Part 2:
Teaching With ICT

a. Structuring Lessons

In the case study we are dealing with, the teacher has a fairly regular pattern to his sessions. He tends to start with a teacher-led introduction to the session, outlining the area for coverage in the session. In an hour-long lesson, he might restrict himself to just one single issue within advertising or to one example. From the introduction, he will set pairs or small groups work to do, using either printed worksheets, a section of a CD-ROM or specific investigations on the World Wide Web. This work is structured, and he monitors progress around the class until he can get them to report back to the whole group on their progress, or summarise their progress in small groups to feed back in the next session.

Again, you might not work in exactly this way, but you probably do have a pattern that you favour as a teacher. Characterise this pattern to yourself now, and consider how the use of ICT as a resource might fit into it.

The teacher wants to use ICT over a two-week introductory period spending two hours a week with it. First let's recall the main learning objectives the teacher has for his pupils in this area:

  • Describe and evaluate the use of imagery in a range of advertisements on television and the Internet
  • Describe the differences between uses of language in advertising similar products across the media
  • Evaluate the relationship between medium and form of advertisement in the two media
  • Explain and predict the importance of diversity in advertising in the relation between TV and the Internet

Below is a summary of how the two separate weeks are structured to use ICT to meet some of these objectives. You will see that they are proposed as two distinct stand-alone sets of work. This is because the teacher needs to be flexible in when he can gain access to the ICT, and needs to be able to move the sessions around in consultation with other users of ICT in his school.

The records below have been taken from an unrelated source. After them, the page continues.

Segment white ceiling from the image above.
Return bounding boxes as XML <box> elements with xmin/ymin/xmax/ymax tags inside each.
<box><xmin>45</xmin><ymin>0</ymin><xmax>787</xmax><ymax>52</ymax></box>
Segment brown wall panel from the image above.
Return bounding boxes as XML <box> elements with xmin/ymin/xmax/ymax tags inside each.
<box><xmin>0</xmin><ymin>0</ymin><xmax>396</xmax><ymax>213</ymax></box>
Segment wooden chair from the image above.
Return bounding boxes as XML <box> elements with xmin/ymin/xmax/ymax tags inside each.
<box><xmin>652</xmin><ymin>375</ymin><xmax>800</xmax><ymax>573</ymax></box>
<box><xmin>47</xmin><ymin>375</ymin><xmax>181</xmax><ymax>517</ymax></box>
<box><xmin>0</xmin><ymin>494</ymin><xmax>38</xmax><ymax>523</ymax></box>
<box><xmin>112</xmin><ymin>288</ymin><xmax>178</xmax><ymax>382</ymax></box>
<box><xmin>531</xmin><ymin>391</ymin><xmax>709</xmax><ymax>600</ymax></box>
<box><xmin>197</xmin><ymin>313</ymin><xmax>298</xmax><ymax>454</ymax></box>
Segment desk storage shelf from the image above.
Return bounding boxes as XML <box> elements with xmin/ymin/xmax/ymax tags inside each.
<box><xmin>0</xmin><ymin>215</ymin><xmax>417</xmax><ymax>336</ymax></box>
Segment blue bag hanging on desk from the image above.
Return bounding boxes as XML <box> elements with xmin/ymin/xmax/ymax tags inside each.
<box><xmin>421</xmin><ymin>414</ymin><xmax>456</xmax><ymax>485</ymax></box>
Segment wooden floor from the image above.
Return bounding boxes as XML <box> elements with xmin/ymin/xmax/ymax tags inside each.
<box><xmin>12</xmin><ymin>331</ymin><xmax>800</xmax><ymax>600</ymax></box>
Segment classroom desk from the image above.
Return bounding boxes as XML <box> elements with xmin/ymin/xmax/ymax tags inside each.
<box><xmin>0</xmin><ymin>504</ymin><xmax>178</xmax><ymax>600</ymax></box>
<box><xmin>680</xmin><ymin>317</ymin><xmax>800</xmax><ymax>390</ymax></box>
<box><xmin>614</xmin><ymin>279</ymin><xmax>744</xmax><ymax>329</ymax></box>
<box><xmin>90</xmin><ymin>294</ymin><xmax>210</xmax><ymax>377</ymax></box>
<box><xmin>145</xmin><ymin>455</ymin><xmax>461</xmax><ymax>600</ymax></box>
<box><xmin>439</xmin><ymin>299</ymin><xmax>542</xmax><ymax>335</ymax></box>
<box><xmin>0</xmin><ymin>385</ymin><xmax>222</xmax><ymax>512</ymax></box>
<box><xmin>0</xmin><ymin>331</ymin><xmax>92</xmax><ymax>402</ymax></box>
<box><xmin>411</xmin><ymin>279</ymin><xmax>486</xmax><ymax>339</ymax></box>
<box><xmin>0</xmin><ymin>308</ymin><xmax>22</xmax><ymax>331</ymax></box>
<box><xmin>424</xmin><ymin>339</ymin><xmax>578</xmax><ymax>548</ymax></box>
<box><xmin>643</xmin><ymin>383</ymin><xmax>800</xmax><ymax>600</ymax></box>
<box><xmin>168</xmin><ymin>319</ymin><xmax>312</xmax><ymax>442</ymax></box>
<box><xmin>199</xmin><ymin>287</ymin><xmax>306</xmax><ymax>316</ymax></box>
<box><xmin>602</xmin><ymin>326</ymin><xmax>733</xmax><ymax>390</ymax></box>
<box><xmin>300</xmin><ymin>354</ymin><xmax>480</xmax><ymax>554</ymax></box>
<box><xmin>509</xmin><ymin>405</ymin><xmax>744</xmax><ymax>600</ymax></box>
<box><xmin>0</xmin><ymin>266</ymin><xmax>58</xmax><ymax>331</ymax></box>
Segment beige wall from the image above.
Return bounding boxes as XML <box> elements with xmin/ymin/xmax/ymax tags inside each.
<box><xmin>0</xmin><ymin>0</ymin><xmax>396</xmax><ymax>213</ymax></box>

Take a look at the summary and then produce your own account, and your own lesson plans, showing how you would use the ICT resources we have been discussing to do the same job on this area of work. You might wish to extend or contract the time, and to fit the plans, duration and work around your own experience of working with this or a similar area of work.

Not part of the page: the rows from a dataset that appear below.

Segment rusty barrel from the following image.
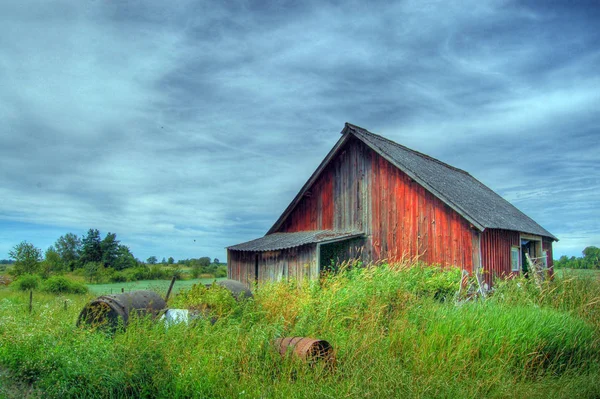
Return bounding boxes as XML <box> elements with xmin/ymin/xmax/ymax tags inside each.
<box><xmin>77</xmin><ymin>291</ymin><xmax>167</xmax><ymax>331</ymax></box>
<box><xmin>275</xmin><ymin>337</ymin><xmax>333</xmax><ymax>361</ymax></box>
<box><xmin>206</xmin><ymin>280</ymin><xmax>253</xmax><ymax>300</ymax></box>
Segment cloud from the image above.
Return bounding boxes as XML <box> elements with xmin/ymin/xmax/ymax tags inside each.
<box><xmin>0</xmin><ymin>1</ymin><xmax>600</xmax><ymax>259</ymax></box>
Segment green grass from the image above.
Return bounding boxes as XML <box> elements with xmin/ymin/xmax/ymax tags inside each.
<box><xmin>0</xmin><ymin>266</ymin><xmax>600</xmax><ymax>398</ymax></box>
<box><xmin>87</xmin><ymin>278</ymin><xmax>223</xmax><ymax>295</ymax></box>
<box><xmin>554</xmin><ymin>269</ymin><xmax>600</xmax><ymax>279</ymax></box>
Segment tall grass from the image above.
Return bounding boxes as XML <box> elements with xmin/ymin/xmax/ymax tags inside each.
<box><xmin>0</xmin><ymin>265</ymin><xmax>600</xmax><ymax>398</ymax></box>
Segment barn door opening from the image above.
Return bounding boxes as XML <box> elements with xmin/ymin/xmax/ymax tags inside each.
<box><xmin>521</xmin><ymin>236</ymin><xmax>542</xmax><ymax>277</ymax></box>
<box><xmin>317</xmin><ymin>237</ymin><xmax>364</xmax><ymax>273</ymax></box>
<box><xmin>254</xmin><ymin>254</ymin><xmax>258</xmax><ymax>284</ymax></box>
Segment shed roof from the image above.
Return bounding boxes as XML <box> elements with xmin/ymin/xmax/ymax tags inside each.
<box><xmin>227</xmin><ymin>230</ymin><xmax>363</xmax><ymax>251</ymax></box>
<box><xmin>267</xmin><ymin>123</ymin><xmax>557</xmax><ymax>240</ymax></box>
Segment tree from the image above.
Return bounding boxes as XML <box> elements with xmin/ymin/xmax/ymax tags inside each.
<box><xmin>146</xmin><ymin>255</ymin><xmax>158</xmax><ymax>265</ymax></box>
<box><xmin>54</xmin><ymin>233</ymin><xmax>81</xmax><ymax>271</ymax></box>
<box><xmin>79</xmin><ymin>229</ymin><xmax>102</xmax><ymax>265</ymax></box>
<box><xmin>198</xmin><ymin>256</ymin><xmax>210</xmax><ymax>267</ymax></box>
<box><xmin>83</xmin><ymin>262</ymin><xmax>103</xmax><ymax>283</ymax></box>
<box><xmin>113</xmin><ymin>245</ymin><xmax>137</xmax><ymax>270</ymax></box>
<box><xmin>8</xmin><ymin>241</ymin><xmax>42</xmax><ymax>276</ymax></box>
<box><xmin>100</xmin><ymin>232</ymin><xmax>119</xmax><ymax>267</ymax></box>
<box><xmin>41</xmin><ymin>246</ymin><xmax>67</xmax><ymax>278</ymax></box>
<box><xmin>583</xmin><ymin>246</ymin><xmax>600</xmax><ymax>269</ymax></box>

Case Study Lesson Structure
Advertising on TV and the Web

Week 1 - Use a CD-ROM Encyclopędia to explore advertising - 2 hrs.

  • Class introduction and targeted questions - outline issues in advertising, with specific focus of use of imagery to promote products and services.
  • Small group work (groups of three):
    • Bring back summary of the Encarta entry on Advertising.
    • Bring back explanation of the role of TV in advertising in terms of cultural values.
    • Bring back outline of the life of Maurice Saatchi and his contribution to advertising.
    • Bring back outline of at least two examples of images in advertisements with an explanation of how they work.
    • Bring back a summary of the World Wide Web's potential for communication, specifically persuasive communication on a global scale.
  • Class discussion of points raised by group work - whole-class summary of issues in advertising on the web and TV.

Week 2 - Use the Internet to explore examples of advertising - 2 hours.

  • Class introduction - whole class discussion on potential of web for advertising - reach, language, functionality, diversity, dangers.
  • Worksheet based tasks on examples of advertising using websites:
    • Health sites and their use of advertising for health and related products.
    • Leisure sites and their use of images to promote lifestyle products and services.
    • Business sites and their use of advertising to diversify income from the site.
    • E-mail based investigation of process of advertising on the web for future reference.
  • Small groups feed back with responses to the worksheets, putting responses into PowerPoint format with images drawn from CD-ROM and web sites to illustrate points - whole class discussion of the relations between sites encountered and the promotion of similar good, services and issues using TV.